Safe to use (but we may still have some concerns such as those coming from animals or being mined):
- Fish meal
- Fish emulsion
- Rock dusts (Commercially available dusts are: Glacial rock dust, also referred to as glacial moraine dust. From natural deposits; Basalt dust. Usually finely ground basalt; Granite dust. Usually finely ground granite; Volcanic rock dust. From natural deposits.
Some you may use with care (as the source may be contaminated):
- Blood meal (good source of nitrogen for things like lettuce, tomatoes, etc)
- Bone meal (excellent source of phosphorus and calcium)
- Fishbone meal (same as above)
- Colloidal (soft) rock phosphate
Also be careful with:
- Mushroom manure: this is horse manure used in the commercial production of mushrooms. After the horse has absorbed what it needed, the mushrooms have extracted yet more nutrients from the manure. Unless it is from an organic production facility mushroom manure contains significant pesticide residue. The mushroom growers also add calcium to the manure, which can make it very alkaline.

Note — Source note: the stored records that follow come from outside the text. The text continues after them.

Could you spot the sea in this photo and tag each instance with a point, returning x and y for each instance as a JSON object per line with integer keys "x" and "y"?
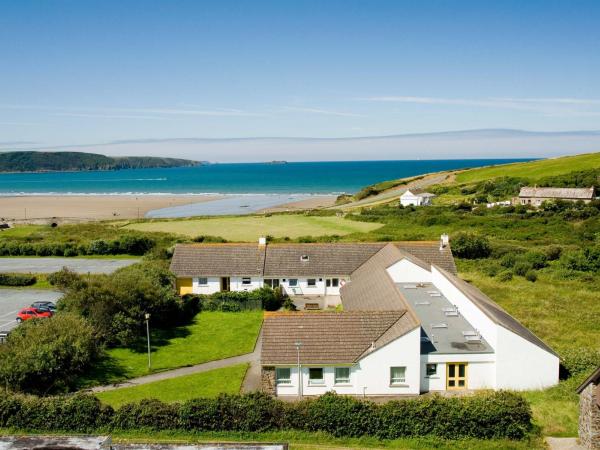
{"x": 303, "y": 178}
{"x": 244, "y": 188}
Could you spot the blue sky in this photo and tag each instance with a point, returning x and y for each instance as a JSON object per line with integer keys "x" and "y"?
{"x": 89, "y": 72}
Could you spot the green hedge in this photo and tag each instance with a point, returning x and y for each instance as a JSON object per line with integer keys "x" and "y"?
{"x": 485, "y": 415}
{"x": 16, "y": 279}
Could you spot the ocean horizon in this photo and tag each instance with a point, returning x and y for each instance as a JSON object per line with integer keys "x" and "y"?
{"x": 298, "y": 178}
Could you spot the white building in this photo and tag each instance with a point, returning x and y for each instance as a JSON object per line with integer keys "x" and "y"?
{"x": 416, "y": 197}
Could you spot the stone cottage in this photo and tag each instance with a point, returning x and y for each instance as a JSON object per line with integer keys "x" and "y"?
{"x": 589, "y": 411}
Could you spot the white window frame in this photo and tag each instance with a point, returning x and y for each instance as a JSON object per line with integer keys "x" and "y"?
{"x": 342, "y": 380}
{"x": 398, "y": 380}
{"x": 317, "y": 381}
{"x": 279, "y": 380}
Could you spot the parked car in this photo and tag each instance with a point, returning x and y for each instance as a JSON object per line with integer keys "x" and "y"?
{"x": 44, "y": 306}
{"x": 32, "y": 313}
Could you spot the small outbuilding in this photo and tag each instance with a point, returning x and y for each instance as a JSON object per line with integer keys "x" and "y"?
{"x": 589, "y": 411}
{"x": 416, "y": 197}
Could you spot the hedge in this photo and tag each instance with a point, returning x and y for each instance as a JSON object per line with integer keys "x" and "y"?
{"x": 16, "y": 279}
{"x": 487, "y": 415}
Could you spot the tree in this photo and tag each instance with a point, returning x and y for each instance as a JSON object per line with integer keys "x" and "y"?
{"x": 46, "y": 355}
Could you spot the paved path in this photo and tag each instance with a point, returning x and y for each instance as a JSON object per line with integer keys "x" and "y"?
{"x": 251, "y": 382}
{"x": 49, "y": 265}
{"x": 12, "y": 300}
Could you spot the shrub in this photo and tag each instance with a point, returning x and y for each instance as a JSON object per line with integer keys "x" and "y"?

- Chicken manure: from non-organic broiler production contains high levels of arsenic (roxarsone and arsenilic acid are added to non-organic chicken feed to control parasites and enhance weight gain) and should never be used in food gardens. It is illegal (in the U.S.A.) to feed arsenic treated feed to laying hens, but who actually knows what the chickens were fed. Chicken manure can easily contain 50 milligrams of arsenic per kilogram of manure. Composting does not remove this arsenic, but instead concentrates it. In the soil the organic arsenic is converted to inorganic forms which are easily absorbed by plants, or leach with the flow of water.
- Dolomite lime: It is a perfectly good fertilizer if you need the magnesium, but can cause severe problems to the soil and plants when its use unbalances the calcium : magnesium ratio.

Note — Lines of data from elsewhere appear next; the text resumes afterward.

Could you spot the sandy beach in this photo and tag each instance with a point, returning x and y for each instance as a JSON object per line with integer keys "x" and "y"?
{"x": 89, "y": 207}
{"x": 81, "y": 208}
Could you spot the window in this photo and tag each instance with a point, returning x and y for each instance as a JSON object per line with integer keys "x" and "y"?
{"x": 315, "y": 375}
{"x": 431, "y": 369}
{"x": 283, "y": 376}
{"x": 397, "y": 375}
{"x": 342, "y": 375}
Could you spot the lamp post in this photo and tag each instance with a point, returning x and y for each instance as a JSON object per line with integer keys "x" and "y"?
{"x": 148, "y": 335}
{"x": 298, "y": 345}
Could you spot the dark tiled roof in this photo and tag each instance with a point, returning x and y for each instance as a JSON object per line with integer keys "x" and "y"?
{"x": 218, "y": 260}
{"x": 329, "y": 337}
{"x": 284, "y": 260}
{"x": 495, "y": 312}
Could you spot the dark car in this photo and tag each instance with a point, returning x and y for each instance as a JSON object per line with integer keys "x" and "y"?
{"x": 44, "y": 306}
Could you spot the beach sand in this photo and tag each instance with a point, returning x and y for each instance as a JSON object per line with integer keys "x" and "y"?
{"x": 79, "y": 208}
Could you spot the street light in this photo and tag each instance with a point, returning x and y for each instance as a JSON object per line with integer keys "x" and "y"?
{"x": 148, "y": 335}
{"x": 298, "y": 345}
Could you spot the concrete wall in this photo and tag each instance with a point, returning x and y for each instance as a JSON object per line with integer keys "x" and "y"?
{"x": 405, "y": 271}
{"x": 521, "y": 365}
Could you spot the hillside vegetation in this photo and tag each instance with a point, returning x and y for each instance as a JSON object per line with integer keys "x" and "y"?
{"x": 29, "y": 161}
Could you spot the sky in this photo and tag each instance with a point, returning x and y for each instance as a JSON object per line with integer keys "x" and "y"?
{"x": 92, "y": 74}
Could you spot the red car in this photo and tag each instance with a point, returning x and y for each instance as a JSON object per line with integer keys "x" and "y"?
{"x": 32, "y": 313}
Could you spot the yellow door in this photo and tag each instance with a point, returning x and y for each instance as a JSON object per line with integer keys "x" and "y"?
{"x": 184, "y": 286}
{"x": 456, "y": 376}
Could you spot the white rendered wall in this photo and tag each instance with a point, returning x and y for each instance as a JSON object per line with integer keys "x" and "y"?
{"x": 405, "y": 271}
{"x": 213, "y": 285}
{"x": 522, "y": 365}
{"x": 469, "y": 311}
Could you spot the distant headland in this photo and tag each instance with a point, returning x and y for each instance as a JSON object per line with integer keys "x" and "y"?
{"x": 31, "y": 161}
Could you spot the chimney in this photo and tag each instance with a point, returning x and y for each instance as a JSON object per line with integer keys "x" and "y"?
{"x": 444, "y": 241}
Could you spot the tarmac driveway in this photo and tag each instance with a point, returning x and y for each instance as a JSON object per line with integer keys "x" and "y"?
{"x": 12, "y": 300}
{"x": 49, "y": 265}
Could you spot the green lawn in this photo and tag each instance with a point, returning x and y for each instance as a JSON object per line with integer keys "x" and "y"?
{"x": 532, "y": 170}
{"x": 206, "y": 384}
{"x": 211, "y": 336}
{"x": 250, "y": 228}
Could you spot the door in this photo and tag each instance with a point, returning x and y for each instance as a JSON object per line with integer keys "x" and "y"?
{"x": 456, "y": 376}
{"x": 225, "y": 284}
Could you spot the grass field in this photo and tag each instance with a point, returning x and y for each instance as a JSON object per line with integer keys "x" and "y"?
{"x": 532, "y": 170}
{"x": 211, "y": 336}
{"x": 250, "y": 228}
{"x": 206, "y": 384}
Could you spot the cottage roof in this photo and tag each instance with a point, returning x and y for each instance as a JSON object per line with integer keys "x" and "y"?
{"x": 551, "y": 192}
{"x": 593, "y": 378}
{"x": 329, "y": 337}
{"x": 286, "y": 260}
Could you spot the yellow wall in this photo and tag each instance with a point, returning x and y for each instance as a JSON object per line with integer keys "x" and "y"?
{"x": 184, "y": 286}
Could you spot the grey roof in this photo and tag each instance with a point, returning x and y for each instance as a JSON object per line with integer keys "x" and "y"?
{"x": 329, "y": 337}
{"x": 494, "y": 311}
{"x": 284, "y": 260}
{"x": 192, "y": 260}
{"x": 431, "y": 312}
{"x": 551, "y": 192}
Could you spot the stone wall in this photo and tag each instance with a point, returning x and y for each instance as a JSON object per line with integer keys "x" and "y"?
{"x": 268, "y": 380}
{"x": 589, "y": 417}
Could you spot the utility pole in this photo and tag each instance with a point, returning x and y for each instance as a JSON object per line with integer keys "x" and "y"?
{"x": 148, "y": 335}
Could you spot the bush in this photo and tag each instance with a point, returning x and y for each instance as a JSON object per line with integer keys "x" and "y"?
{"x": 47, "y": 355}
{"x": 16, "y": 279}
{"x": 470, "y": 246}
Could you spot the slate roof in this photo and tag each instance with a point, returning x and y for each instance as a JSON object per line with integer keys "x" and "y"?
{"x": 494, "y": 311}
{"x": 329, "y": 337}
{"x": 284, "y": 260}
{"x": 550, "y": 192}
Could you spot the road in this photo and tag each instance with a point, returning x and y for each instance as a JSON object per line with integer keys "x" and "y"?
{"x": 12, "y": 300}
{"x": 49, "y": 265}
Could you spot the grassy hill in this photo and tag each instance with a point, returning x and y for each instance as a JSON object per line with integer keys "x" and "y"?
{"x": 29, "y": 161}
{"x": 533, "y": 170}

- Limestone/calcium carbonate
- Gypsum: Because it reduces salt levels in soil, it is effective in coastal and arid regions. However, it doesn’t work in sandy soils and it can deposit an excess of calcium in regions where the mineral is already abundant. Additionally, in areas with poor salinity, it pulls out too much sodium, leaving the location deficient in salt.
Full spectrum fertilizers NOT to use:
- Corn and corn gluten meal
- Canola seed meal
- Cotton seed meal
- Flax seed meal
- Soybean meal
Good sources if you don’t have the time to make some yourself or go around and buy in bulk are:
- The organic gardener’s pantry: http://www.gardenerspantry.ca/
- West Coast Seeds: https://www.westcoastseeds.com/shop/garden-supplies/fertilizers/
- Raven Wood Biochar
The soil is depleted by many factors: you take some of the matter when you take the vegetables you grow in it, but soil is also affected by compaction and erosion. This may happen through rain, wind and the fact that we take part of it in form of plants (therefore, there is less and less soil each time)
The best way to replenish those layers is to add good organic matter in form of well-cooked compost, compost tea, EM, cover crops and…more soil (check “home-made soil” for instructions how to “make” or recycle your own soil). The reason we need more soil is because OM (organic matter) decomposes slowly and doesn’t provide a lot of nutrients by itself: the nutrients are in the minerals!
If you can find a safe and good source of soil to add to the final layer of your plot/container, you will help the compost and the rest of the OM with volume and some of the missing minerals (i.e. nutrients) we lose each year with the harvest.